If you have a small fixed amount of data you need to process, there shouldn’t be an issue with defining a fixed local array with that and do your calculations on it.
It’s a matter of OptiX stack space. If that is inside a recursive algorithm, that could result in quite a stack size increase. Always calculate the OptiX stack size explicitly in your application. (Search the forum for that.)
I don’t think Tensor operator instructions are supported by OptiX device code today.
If you need the full CUDA functionality (shared memory, tensor operators, etc.) for the MLP operations, it might make sense to implement a wavefront renderer where ray generation and shading is handled inside native CUDA kernels.
Described here:
https://forums.developer.nvidia.com/t/deep-learning-and-optix/112722/2
https://forums.developer.nvidia.com/t/lack-of-support-for-threadfence-in-optix-ir/269353/4
You cannot control what variable is stored inside registers.
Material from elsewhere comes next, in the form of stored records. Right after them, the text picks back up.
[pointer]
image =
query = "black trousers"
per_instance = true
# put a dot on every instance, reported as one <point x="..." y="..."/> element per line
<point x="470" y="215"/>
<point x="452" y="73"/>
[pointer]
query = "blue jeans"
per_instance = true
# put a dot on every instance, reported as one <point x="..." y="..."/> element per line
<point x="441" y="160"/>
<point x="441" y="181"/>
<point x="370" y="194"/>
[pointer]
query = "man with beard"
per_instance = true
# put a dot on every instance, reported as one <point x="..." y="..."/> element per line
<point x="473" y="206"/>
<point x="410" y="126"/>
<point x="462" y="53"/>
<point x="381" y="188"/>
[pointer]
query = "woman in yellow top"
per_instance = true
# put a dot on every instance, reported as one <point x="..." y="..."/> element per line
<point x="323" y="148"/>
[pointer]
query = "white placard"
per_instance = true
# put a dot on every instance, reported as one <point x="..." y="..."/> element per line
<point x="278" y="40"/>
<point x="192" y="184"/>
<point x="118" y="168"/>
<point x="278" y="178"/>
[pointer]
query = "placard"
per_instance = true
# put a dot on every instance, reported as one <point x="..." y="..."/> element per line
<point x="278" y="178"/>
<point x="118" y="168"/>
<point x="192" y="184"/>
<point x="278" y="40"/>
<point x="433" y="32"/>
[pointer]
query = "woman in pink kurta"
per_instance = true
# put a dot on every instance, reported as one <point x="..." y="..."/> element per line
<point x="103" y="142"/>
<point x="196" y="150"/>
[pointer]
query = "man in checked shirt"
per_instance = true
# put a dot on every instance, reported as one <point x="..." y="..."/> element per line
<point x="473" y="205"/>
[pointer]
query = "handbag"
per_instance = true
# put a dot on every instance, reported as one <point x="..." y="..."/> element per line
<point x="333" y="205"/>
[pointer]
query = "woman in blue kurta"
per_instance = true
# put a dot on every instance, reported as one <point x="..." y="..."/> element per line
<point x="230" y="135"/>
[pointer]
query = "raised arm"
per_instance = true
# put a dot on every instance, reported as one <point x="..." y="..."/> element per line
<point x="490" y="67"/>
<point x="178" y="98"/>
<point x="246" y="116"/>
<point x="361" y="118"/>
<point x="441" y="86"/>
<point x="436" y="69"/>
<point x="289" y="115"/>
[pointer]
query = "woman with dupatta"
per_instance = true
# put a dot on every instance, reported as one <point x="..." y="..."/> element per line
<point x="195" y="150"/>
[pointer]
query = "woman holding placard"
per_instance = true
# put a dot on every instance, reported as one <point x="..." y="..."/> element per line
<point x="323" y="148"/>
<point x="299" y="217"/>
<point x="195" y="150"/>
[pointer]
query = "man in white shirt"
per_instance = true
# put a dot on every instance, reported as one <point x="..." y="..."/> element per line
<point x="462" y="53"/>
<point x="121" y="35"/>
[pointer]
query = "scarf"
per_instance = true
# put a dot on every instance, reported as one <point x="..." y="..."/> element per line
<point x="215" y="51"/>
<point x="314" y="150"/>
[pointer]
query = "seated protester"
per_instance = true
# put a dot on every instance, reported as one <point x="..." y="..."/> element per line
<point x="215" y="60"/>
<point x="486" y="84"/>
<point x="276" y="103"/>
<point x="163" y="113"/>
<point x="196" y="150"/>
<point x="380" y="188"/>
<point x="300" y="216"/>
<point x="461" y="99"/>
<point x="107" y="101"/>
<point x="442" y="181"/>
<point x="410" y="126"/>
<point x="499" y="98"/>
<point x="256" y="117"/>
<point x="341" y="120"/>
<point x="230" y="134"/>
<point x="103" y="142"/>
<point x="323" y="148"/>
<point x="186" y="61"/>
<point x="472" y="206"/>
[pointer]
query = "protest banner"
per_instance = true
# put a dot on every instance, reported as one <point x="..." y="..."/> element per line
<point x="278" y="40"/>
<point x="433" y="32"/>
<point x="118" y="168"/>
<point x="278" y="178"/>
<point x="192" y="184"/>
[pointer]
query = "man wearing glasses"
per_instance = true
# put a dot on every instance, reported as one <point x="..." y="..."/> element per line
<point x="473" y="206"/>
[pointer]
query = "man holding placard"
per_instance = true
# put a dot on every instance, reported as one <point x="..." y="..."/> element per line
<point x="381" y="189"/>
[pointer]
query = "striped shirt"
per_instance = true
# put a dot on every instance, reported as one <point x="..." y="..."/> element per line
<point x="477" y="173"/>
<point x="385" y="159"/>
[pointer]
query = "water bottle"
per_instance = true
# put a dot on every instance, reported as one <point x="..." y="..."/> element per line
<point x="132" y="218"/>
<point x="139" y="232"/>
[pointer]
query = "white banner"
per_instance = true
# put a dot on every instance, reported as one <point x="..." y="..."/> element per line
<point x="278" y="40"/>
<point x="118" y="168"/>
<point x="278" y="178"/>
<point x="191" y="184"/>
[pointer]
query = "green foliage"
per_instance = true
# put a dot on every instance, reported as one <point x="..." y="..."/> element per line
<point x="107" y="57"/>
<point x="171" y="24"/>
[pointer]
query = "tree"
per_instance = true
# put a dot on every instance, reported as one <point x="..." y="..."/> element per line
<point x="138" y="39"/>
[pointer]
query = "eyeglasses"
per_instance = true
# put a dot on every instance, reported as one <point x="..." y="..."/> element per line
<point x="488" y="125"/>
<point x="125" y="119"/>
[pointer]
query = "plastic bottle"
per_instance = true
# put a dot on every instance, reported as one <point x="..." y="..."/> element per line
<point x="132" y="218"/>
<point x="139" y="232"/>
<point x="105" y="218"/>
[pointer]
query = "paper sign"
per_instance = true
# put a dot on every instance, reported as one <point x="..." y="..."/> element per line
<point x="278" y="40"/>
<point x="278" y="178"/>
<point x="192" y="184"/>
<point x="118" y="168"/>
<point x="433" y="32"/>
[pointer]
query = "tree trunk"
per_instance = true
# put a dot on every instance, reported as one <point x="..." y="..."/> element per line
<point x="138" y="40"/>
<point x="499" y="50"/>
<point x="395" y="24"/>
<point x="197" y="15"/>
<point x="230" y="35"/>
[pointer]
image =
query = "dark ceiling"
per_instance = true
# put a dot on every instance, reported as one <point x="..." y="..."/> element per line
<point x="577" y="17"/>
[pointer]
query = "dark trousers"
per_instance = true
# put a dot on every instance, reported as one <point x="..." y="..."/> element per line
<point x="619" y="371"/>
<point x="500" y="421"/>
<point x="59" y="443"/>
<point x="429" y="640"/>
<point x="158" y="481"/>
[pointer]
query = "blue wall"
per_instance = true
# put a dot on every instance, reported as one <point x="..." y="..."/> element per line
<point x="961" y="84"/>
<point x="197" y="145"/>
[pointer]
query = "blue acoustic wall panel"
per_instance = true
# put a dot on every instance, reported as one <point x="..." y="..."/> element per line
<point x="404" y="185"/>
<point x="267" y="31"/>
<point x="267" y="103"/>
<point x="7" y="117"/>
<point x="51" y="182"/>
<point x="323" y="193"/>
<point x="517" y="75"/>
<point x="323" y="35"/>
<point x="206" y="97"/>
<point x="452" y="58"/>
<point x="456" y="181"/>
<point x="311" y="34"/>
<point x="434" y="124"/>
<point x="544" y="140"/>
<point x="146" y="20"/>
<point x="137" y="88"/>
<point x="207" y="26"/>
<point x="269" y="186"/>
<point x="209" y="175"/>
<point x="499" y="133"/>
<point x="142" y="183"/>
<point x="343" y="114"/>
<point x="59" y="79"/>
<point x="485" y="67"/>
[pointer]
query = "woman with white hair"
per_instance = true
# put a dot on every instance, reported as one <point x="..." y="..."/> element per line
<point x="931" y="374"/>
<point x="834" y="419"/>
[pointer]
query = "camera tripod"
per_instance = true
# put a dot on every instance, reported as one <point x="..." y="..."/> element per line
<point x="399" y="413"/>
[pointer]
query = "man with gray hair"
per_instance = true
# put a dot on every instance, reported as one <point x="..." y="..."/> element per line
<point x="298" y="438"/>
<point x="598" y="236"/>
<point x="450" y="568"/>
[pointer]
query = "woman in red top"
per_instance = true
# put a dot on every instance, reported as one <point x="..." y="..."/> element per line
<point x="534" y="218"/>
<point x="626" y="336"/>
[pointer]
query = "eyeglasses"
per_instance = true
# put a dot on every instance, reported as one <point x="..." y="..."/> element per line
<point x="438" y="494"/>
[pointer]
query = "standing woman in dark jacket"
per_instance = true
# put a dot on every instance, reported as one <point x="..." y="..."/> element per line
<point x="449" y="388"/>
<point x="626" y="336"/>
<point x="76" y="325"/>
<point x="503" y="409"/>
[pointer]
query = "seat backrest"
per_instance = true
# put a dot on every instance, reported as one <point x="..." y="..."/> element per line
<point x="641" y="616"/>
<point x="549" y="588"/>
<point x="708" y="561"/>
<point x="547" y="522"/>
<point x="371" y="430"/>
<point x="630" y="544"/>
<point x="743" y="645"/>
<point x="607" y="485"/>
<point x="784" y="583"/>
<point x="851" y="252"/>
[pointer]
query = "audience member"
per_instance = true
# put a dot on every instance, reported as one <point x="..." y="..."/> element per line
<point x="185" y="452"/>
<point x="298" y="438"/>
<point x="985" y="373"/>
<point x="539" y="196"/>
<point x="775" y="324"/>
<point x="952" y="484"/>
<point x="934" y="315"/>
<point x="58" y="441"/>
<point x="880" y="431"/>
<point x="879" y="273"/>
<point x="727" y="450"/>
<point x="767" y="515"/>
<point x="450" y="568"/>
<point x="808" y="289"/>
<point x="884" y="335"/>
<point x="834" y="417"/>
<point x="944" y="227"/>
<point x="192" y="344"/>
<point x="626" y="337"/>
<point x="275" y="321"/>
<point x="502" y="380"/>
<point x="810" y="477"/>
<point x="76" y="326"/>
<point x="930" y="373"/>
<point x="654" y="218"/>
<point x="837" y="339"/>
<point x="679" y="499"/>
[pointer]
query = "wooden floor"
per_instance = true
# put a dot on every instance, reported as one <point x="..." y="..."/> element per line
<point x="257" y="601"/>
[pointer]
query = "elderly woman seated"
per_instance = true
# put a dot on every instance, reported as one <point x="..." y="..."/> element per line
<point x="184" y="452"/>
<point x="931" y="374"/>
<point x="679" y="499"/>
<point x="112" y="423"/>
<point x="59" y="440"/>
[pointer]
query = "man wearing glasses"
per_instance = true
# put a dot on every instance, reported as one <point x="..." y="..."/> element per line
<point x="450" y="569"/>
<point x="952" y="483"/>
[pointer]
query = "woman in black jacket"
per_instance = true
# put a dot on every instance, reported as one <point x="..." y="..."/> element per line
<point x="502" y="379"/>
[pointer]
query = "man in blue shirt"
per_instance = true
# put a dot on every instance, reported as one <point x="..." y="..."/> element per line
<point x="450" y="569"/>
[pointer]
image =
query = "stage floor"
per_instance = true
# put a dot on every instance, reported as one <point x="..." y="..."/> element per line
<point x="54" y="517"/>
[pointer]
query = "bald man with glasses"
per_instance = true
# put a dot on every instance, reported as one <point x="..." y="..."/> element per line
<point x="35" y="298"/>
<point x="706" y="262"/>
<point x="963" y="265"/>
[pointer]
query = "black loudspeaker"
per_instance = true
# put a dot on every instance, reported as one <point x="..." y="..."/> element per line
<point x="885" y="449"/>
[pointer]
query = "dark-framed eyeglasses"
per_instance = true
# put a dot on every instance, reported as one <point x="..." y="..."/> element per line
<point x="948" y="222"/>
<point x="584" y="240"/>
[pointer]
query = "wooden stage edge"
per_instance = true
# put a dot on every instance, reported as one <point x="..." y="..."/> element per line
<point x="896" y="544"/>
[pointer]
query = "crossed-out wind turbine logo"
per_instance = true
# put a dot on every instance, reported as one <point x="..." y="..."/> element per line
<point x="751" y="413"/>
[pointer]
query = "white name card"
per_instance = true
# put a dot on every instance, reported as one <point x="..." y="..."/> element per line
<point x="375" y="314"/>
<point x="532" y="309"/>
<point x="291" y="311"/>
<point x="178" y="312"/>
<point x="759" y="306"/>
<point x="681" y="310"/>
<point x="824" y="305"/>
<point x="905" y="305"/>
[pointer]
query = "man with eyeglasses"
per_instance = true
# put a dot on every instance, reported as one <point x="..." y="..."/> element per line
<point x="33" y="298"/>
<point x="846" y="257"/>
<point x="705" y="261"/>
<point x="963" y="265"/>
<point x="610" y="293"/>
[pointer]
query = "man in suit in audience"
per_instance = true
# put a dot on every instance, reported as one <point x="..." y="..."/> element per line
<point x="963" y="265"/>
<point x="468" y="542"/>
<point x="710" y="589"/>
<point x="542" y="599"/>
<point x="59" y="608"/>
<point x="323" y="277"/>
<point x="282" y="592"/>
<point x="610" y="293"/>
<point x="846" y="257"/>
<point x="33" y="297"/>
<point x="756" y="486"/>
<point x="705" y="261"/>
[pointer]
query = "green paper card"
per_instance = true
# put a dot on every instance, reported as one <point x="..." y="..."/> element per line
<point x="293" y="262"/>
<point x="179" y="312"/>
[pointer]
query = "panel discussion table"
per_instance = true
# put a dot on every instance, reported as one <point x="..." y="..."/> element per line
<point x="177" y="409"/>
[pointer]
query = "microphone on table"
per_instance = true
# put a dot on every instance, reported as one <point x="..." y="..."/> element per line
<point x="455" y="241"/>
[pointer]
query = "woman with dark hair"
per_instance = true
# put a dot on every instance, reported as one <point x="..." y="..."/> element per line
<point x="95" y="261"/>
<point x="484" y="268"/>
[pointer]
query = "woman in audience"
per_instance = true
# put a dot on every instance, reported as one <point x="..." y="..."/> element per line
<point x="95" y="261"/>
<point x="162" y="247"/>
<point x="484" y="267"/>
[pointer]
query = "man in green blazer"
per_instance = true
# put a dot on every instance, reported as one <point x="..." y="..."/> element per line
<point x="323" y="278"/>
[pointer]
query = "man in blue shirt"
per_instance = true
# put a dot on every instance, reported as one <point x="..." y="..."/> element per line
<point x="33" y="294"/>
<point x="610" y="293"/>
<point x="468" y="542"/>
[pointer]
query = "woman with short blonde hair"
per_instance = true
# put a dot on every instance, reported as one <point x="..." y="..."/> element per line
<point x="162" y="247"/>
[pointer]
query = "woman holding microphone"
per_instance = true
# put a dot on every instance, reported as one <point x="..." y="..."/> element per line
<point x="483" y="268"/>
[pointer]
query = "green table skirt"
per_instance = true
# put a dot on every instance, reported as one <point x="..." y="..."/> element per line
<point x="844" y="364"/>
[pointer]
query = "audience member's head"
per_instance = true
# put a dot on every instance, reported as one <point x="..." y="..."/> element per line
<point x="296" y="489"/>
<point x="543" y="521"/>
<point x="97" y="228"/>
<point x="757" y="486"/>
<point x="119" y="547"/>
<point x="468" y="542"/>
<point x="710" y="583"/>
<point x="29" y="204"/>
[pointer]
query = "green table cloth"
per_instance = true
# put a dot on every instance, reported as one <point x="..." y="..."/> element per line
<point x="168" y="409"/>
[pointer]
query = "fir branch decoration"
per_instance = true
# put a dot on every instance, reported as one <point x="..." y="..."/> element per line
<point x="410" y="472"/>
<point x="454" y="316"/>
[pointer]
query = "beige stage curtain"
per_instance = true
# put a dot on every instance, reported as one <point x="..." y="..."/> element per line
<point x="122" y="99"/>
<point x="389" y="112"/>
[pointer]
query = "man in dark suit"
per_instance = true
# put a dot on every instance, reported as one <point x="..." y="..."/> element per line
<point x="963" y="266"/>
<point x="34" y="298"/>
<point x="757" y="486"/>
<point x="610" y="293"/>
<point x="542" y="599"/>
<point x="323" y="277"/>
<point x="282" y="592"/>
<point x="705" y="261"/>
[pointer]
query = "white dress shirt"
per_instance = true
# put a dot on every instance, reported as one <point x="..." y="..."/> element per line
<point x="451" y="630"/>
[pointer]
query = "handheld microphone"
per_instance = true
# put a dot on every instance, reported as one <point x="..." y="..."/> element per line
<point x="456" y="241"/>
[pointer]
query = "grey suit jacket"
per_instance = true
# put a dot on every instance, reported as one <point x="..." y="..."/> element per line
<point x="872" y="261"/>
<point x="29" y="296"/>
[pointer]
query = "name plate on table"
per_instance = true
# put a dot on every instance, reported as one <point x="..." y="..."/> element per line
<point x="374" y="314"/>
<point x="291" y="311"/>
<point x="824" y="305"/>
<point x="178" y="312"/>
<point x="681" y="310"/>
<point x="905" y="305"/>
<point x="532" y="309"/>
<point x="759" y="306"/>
That’s done by the final assembler generating the microcode.
You can change the number of registers your pipeline should use with OptixModuleCompileOptions maxRegisterCount
.
You normally set that to OPTIX_COMPILE_DEFAULT_MAX_REGISTER_COUNT
(== 0) which let’s OptiX decide and that is using 128 registers today but you can try changing that. The maximum is 255 (one register is reserved).
Using more registers can reduce spilling but it also affects how much work can be launched in parallel. Always benchmark that. YMMV.